Sunday, January 22, 2012

My life

This is how I'm viewing my life right now. I wrote a little poem about it, I don't think it's very good, its kind of depressing.

My Life

Spiraling down into the deep dark hole called my life
With only brief flashes of light to sustain me
In this deep dark hole called my life
I never know if I'll ever get out alive

The nightmares chase me
Torturing me with my life
I relive the memories
Crying at the stranger called my life

I'm spiraling down into the deep dark hole called my life
I never know if I'll ever get out alive
In this deep dark hole called my life
No one's here to see me when I die

I used to laugh at all the small things
Now I laugh at nothing
I used to run and enjoy my life
Now I wait for it all to end

Nothing can save me
Not the moon, not the sun
Nor love, the eternal kind
I'm trapped here, in my mind

I'm questioning everything I knew
  Is this is all truely happening to me?
Could this all be a dream, a fantasy?
I wake up, throwing myself into my life
Blinking at all the light that sustains me
Was that thing I knew my life?
I guess it was, don't know what else to say

I'm not spiraling down into the deep dark hole called my life
Instead, I'm basking in the light of my new life
I throw myself into everything I do
Trying not to allow the thing I saw to come true

Monday, January 9, 2012

Autumn Poem

I composed a poem about autumn when I was walking home from school, in about 5 min.

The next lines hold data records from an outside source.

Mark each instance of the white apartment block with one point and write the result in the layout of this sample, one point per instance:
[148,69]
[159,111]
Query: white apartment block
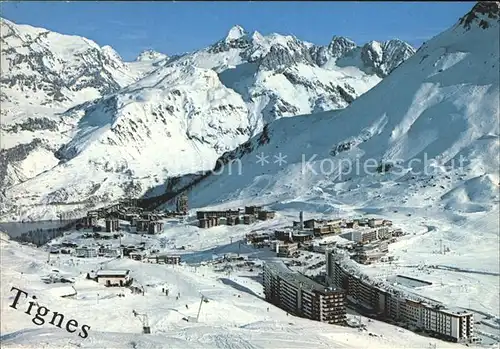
[453,325]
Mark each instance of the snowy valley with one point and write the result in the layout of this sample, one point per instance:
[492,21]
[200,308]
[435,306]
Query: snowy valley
[118,120]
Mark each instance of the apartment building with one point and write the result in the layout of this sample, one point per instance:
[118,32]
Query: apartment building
[301,296]
[452,325]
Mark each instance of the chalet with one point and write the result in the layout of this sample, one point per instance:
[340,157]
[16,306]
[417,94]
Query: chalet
[155,227]
[114,277]
[137,255]
[227,213]
[286,250]
[142,225]
[112,225]
[364,236]
[312,223]
[90,220]
[265,215]
[375,222]
[326,229]
[253,210]
[231,220]
[384,233]
[283,235]
[351,224]
[248,219]
[208,222]
[301,237]
[256,238]
[86,252]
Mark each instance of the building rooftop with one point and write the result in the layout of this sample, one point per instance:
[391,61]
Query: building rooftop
[113,272]
[296,278]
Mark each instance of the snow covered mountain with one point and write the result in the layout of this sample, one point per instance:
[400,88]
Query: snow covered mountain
[426,137]
[150,55]
[193,107]
[42,74]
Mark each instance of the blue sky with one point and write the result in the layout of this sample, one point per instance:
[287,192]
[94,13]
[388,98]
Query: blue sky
[176,27]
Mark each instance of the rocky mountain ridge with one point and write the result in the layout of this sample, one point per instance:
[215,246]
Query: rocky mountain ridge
[195,106]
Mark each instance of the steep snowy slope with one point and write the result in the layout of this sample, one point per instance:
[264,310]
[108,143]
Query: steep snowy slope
[283,76]
[174,122]
[192,107]
[43,73]
[435,119]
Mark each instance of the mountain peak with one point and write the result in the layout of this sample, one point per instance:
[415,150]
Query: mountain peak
[150,55]
[481,14]
[235,33]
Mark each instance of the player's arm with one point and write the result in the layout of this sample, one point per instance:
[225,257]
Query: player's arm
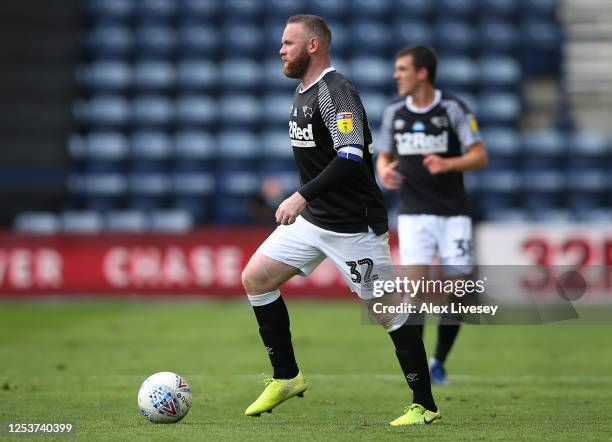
[475,158]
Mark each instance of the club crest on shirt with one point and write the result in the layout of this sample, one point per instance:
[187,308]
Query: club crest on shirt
[307,111]
[344,121]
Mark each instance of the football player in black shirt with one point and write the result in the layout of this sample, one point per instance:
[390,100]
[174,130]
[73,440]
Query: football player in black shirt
[428,139]
[337,213]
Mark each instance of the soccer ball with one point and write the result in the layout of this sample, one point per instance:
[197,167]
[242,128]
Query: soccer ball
[164,398]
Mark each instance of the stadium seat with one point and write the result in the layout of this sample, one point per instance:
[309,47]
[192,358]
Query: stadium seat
[110,40]
[151,145]
[82,221]
[457,72]
[276,144]
[197,39]
[42,223]
[498,108]
[498,37]
[238,144]
[152,39]
[455,38]
[103,110]
[499,72]
[244,39]
[132,221]
[194,145]
[198,74]
[370,36]
[408,33]
[240,74]
[171,221]
[240,111]
[154,75]
[196,110]
[370,72]
[105,76]
[152,110]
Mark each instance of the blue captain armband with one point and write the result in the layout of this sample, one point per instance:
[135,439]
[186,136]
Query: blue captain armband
[352,152]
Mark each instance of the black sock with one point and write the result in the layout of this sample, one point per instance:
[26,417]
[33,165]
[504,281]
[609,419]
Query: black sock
[447,333]
[273,320]
[411,355]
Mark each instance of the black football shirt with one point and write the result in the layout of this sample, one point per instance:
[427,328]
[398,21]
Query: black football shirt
[328,120]
[446,128]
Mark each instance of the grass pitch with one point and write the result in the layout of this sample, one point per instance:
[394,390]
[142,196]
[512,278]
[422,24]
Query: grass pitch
[84,362]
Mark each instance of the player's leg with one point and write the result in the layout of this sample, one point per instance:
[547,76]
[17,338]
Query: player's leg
[285,253]
[456,257]
[358,257]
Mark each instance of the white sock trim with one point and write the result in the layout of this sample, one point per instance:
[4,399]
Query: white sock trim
[264,298]
[396,322]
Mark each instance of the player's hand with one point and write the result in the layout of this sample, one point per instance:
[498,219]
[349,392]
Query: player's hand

Of course, I revised and edited it, later on, but still... I think that that is a pretty big accomplishment for me, since I usually don't write poetry, and if I do, it is usually written in hours, not minutes. I think that this is pretty good, at least for me, so let me know what you think! Well, here goes nothing! Wish me (or my poem) luck!

Autumn

When the leaves change colors
The wind begins to blow
The apples ripen
For frosty snow

When the birds begin to nest
The flowers start to die
When the weather turns cold
In the brisk autumn sky

The leaves begin to fall
And dew becomes frost
When rain turns to snow
Summer is lost

When water becomes ice
The wind turns cold
The fires are lit
And stories are told

When the grass starts to sprout
The sun begins to shine
Flowers start to bloom
And love blossoms fine

The weather turns hot
The sun fails to set
Cold is wanted
And people start to fret

When the leaves change colors
Everybody knows
Autumn is coming
And the world seems aglow

Saturday, December 10, 2011

Stage Crew!!!

At my school, we are doing the musical version of The Whiz. The Whiz is a spin off of The Wizard of Oz, and I have yet to see it. I absolutely adore stage crew, and everything about it, and so, when I heard that we were going to be doing a play, I immediately volunteered for stage crew! I am, I think, the only older kid to want to be only in stage crew, and not in the actual play. I have previous experience in stage crew, so I was hoping that the directors would choose me to be head of stage crew. They did!!!! I am so happy!!!! I am now officially head of stage crew!!!! Even though I know that this will be a lot, I am going to give my all and make this an awesome musical/play!!!! In my last post, I talked about stress, and the many things that were stressing me out, but then my dad gave me a pep talk, and now I am a lot less stressed! I know that this might (aka will) add more stress to my life, but I really don't care! I will deal with it as it comes!

Monday, December 5, 2011

Stress

I am under so much stress! I have major tests soon, that will affect my academic career, I am starting to feel the social pressure, my friends are kind of acting weird, etc. Some people say that stress is good for you in small doses, but this is not small! My only escape is reading or talking or something else of that same sort that takes my mind off of it! I cannot escape it!!!!! I have just recently become not afraid of my mother, which is slightly a good thing, but it just adds more stress and pressure to my life, because she keeps on getting mad at me and when I would usually have a wave of fear, I now feel nothing. I have no fear, no anxiety, no nothing when she is mad at me. It is shocking! I am going to be so glad when we get into Christmas break, 'cause then all the stress will probably be gone!